Globally, commercial airlines carried more than 4.5 billion passengers in 2019 and are expected to generate 581 billion U.S. dollars in global revenue in 2020. Air transportation also plays an important role for tourism, contributing to economic growth, especially in developing countries. The number of international tourist arrivals increased from 1.32 billion arrivals in 2017 to 1.4 billion in 2018; more than half of tourists chose to reach their destination by air transportation.
Included within these impressive numbers are General Aviation’s strong contribution to the U.S. Economy.
A study recently conducted by PricewaterhouseCoopers LLP, 1 determined that general aviation supports a total 1,179,200 jobs and a total of $246.8 billion in total economic output in the U.S.
“General aviation continues to be a positive contributor to our nation’s economy and benefits thousands of communities,” said Mark Baker, AOPA president and CEO. “We must also continue working together to inspire the next generation of pilots and aircraft technicians and recognize this uniquely American industry and its exceptional impact on our country.”
“This report confirms that general aviation is an economic powerhouse in America,” said Jack J. Pelton, CEO and chairman of the board for the Experimental Aircraft Association. “More than the impressive numbers, however, general aviation represents the best of our country: Innovation, freedom, and a continuing reach toward progress that is encompassed by individuals pursuing their own dreams of flight.”
“As this important study reminds us, general aviation remains an essential and powerful contributor to our nation’s economy, providing critical services to citizens, companies and communities across the country,” said National Business Aviation Association President and CEO Ed Bolen.

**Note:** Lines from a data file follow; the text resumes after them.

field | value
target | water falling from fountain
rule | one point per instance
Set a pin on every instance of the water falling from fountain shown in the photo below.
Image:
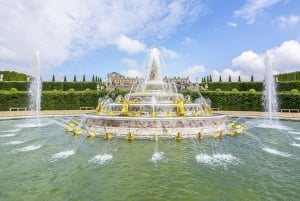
(270, 95)
(35, 90)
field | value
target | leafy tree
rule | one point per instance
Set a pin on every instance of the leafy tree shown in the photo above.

Boeing CEO Dennis Muilenburg believes a growing shortage of pilots represents “one of the biggest challenges” facing the airline industry. Boeing has projected that aviation will need 790,000 new pilots by 2037 to meet growing demand, with 96,000 pilots needed to support the business aviation sector. With the projected growth in air traffic, and as current industry professionals retire, there will be a need to recruit and train thousands of new staff. Airlines need more staff, particularly in highly skilled roles such as pilots and maintenance technicians.
Bob Seidel, an experienced pilot and CEO of air charters company Alerion Aviation, says the pilot shortage also threatens private aviation. Higher standards pit private and business aviation against commercial airlines, all competing for a dwindling pool of qualified pilots. Baby Boomer pilots who are the largest number — almost 50% of the pilots flying today — are about to retire. And over the next 20 years, commercial passengers are going to double.

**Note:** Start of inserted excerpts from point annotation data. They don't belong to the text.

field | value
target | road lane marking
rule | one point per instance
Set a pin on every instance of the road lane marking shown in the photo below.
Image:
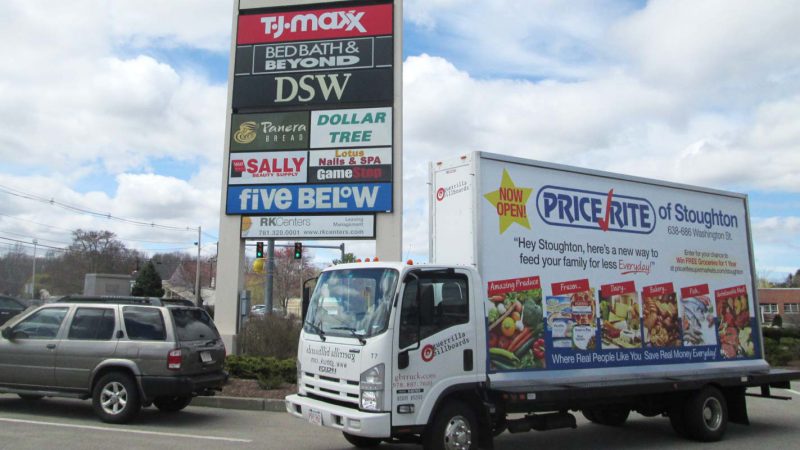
(124, 430)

It’s been well established that the aviation industry is a leading driver in today’s economy – an industry that is expected to continue to grow. And in order to sustain its own successes, the search for much needed new pilots is already taking place.
And where will these pilots come from? You guessed it, from flight schools and small general aviation airports across the land. Just like our beloved Old Bridge Airport.